Ein wenig überrascht über Corvins Anwesenheit, konnte er nun dabei zusehen, wie ein weiterer Gorilla gerade von einem älteren Herrn auf den Stuhl vor ihm gebeten wurde. Ave begutachtete seinen Laborkittel, der ihm ein wenig zu groß war, für seine hagere Statur.
War dies etwa der Mensch, der diese tödlichen Chips entwickelt hatte, unter Corvins Aufsicht?
Mit geübter Hand präparierte der Mann eine dicke Kanüle mit einem dieser winzigen Chips. Er legte das Spritzenartige Etwas zurück auf das Tablett, auf dem er einiges Besteck bereitgelegt hatte. Routiniert desinfizierte er die Stelle im Nacken des Türstehers, an dem das kleine Gerät platziert werden sollte. Kaum zwei Sekunden später, war es getan.
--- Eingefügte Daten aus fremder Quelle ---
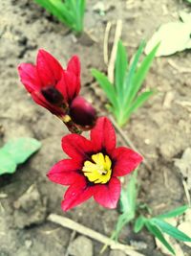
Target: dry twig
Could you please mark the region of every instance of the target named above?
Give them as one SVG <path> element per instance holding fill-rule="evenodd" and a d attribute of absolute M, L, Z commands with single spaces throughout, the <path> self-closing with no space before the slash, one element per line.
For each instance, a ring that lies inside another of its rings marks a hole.
<path fill-rule="evenodd" d="M 118 249 L 122 250 L 126 255 L 131 255 L 131 256 L 144 256 L 143 254 L 137 252 L 134 250 L 134 247 L 125 245 L 119 243 L 115 242 L 114 240 L 95 231 L 92 230 L 91 228 L 88 228 L 82 224 L 79 224 L 66 217 L 62 217 L 56 214 L 51 214 L 48 217 L 48 221 L 60 224 L 63 227 L 72 229 L 74 231 L 76 231 L 84 236 L 87 236 L 91 239 L 96 240 L 99 243 L 108 244 L 111 249 Z"/>

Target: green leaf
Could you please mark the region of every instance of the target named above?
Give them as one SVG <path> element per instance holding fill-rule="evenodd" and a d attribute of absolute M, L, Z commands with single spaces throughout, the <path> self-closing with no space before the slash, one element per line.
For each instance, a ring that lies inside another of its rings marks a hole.
<path fill-rule="evenodd" d="M 177 240 L 180 240 L 180 241 L 191 242 L 191 238 L 189 238 L 186 234 L 180 231 L 177 227 L 174 227 L 173 225 L 163 221 L 162 220 L 153 218 L 153 219 L 151 219 L 151 221 L 154 224 L 158 225 L 161 231 L 168 234 L 169 236 L 171 236 Z"/>
<path fill-rule="evenodd" d="M 92 74 L 104 90 L 110 103 L 117 108 L 117 95 L 114 85 L 109 81 L 108 78 L 96 69 L 92 69 Z"/>
<path fill-rule="evenodd" d="M 133 79 L 133 85 L 130 92 L 129 102 L 133 102 L 137 93 L 140 89 L 140 86 L 150 69 L 150 66 L 153 62 L 153 59 L 155 58 L 156 52 L 158 51 L 159 44 L 158 43 L 154 49 L 151 51 L 151 53 L 144 58 L 144 60 L 141 62 L 139 68 L 138 69 L 134 79 Z"/>
<path fill-rule="evenodd" d="M 120 211 L 122 212 L 119 215 L 117 222 L 117 226 L 114 232 L 114 238 L 117 240 L 119 232 L 129 221 L 134 220 L 136 215 L 136 200 L 137 200 L 137 175 L 138 171 L 136 170 L 131 176 L 131 179 L 128 183 L 127 189 L 122 189 L 120 194 L 119 205 Z"/>
<path fill-rule="evenodd" d="M 138 170 L 136 170 L 131 175 L 131 178 L 127 184 L 127 188 L 121 190 L 121 196 L 119 199 L 121 212 L 134 216 L 136 213 L 136 201 L 138 197 L 137 175 Z"/>
<path fill-rule="evenodd" d="M 174 209 L 168 213 L 159 215 L 156 218 L 158 218 L 158 219 L 174 218 L 174 217 L 177 217 L 177 216 L 183 214 L 187 209 L 188 209 L 188 205 L 183 205 L 183 206 L 176 208 L 176 209 Z"/>
<path fill-rule="evenodd" d="M 69 28 L 80 33 L 83 30 L 85 0 L 34 0 Z"/>
<path fill-rule="evenodd" d="M 123 99 L 123 84 L 125 73 L 127 70 L 127 54 L 122 42 L 119 40 L 117 44 L 117 59 L 115 63 L 115 85 L 118 100 Z"/>
<path fill-rule="evenodd" d="M 135 102 L 130 107 L 127 107 L 124 111 L 122 118 L 122 125 L 126 123 L 126 120 L 131 116 L 131 114 L 141 106 L 152 95 L 154 91 L 146 91 L 138 96 Z"/>
<path fill-rule="evenodd" d="M 136 220 L 136 222 L 135 222 L 135 225 L 134 225 L 134 232 L 135 233 L 138 233 L 139 232 L 142 227 L 144 226 L 144 222 L 145 222 L 145 218 L 143 216 L 139 216 L 137 220 Z"/>
<path fill-rule="evenodd" d="M 175 251 L 172 248 L 172 246 L 168 244 L 168 242 L 165 240 L 164 236 L 162 235 L 161 231 L 155 225 L 153 224 L 150 220 L 147 220 L 145 221 L 146 228 L 149 230 L 151 234 L 153 234 L 156 238 L 158 238 L 163 244 L 164 246 L 175 255 Z"/>
<path fill-rule="evenodd" d="M 133 78 L 135 76 L 135 72 L 138 63 L 138 60 L 140 58 L 141 53 L 143 52 L 145 46 L 145 42 L 142 41 L 134 57 L 134 60 L 132 64 L 130 65 L 129 72 L 126 76 L 125 82 L 124 82 L 124 106 L 128 105 L 130 93 L 132 91 L 133 86 Z"/>
<path fill-rule="evenodd" d="M 3 148 L 0 149 L 0 175 L 13 174 L 16 171 L 16 163 Z"/>
<path fill-rule="evenodd" d="M 9 141 L 3 151 L 9 153 L 16 164 L 22 164 L 40 147 L 41 143 L 33 138 L 18 138 Z"/>

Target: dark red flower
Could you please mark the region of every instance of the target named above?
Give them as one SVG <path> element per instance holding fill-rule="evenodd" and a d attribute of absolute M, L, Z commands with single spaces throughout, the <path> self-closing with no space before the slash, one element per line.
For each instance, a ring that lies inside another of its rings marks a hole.
<path fill-rule="evenodd" d="M 64 70 L 52 55 L 39 50 L 36 65 L 22 63 L 18 66 L 18 72 L 22 83 L 36 104 L 63 121 L 66 115 L 72 114 L 73 122 L 76 120 L 77 125 L 83 127 L 85 123 L 86 128 L 94 126 L 96 115 L 93 106 L 82 97 L 80 105 L 76 104 L 80 90 L 80 62 L 76 56 L 70 59 Z"/>
<path fill-rule="evenodd" d="M 49 178 L 69 185 L 62 209 L 67 211 L 94 197 L 102 206 L 116 208 L 120 196 L 120 181 L 142 161 L 136 151 L 116 148 L 116 133 L 106 117 L 97 119 L 91 139 L 78 134 L 62 138 L 63 151 L 71 157 L 56 163 L 48 173 Z"/>

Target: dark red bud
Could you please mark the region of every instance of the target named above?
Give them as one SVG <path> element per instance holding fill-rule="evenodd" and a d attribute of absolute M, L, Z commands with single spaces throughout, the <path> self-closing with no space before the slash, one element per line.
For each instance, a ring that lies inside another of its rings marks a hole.
<path fill-rule="evenodd" d="M 56 106 L 61 106 L 64 102 L 62 94 L 53 86 L 42 88 L 41 93 L 50 104 L 53 104 Z"/>
<path fill-rule="evenodd" d="M 83 129 L 90 129 L 96 125 L 96 111 L 86 100 L 77 96 L 70 105 L 72 120 Z"/>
Ein weiterer Mensch verlor sein letztes bisschen Würde und Freiheit, wenn von dieser vorher überhaupt noch etwas übrig war.
Als Corvin Aves Namen nannte, schien sich das Raum-Zeit Gefüge langsam aufzulösen. Er ging auf den Höllenstuhl zu und nahm Platz. Das ganze Geschen schien sich zu verlangsamen. Ave fühlte sich als würde er diese bizarre Szenerie von Außen, von einen anderen Standpunkt aus betrachten. Fast so wie viele Menschen Nahtod Erfahrungen schildern. Losgelöst von ihrem eigenen Körper, schienen Sie sie sich selbst und das Umfeld aus einer anderen Perspektive zu beobachten. Ave vernahm metallische Geräusche hinter seinem Rücken. Eine Situation, die ihm mehr als missfiel. Er war es gewohnt die Kontrolle über seine Situation zu haben. Wusste immer was um ihn herum vorging. Doch hier zu sitzen und zu wissen was auf ihn zukommt, ohne etwas dagegen tun zu können, machte ihn nervös.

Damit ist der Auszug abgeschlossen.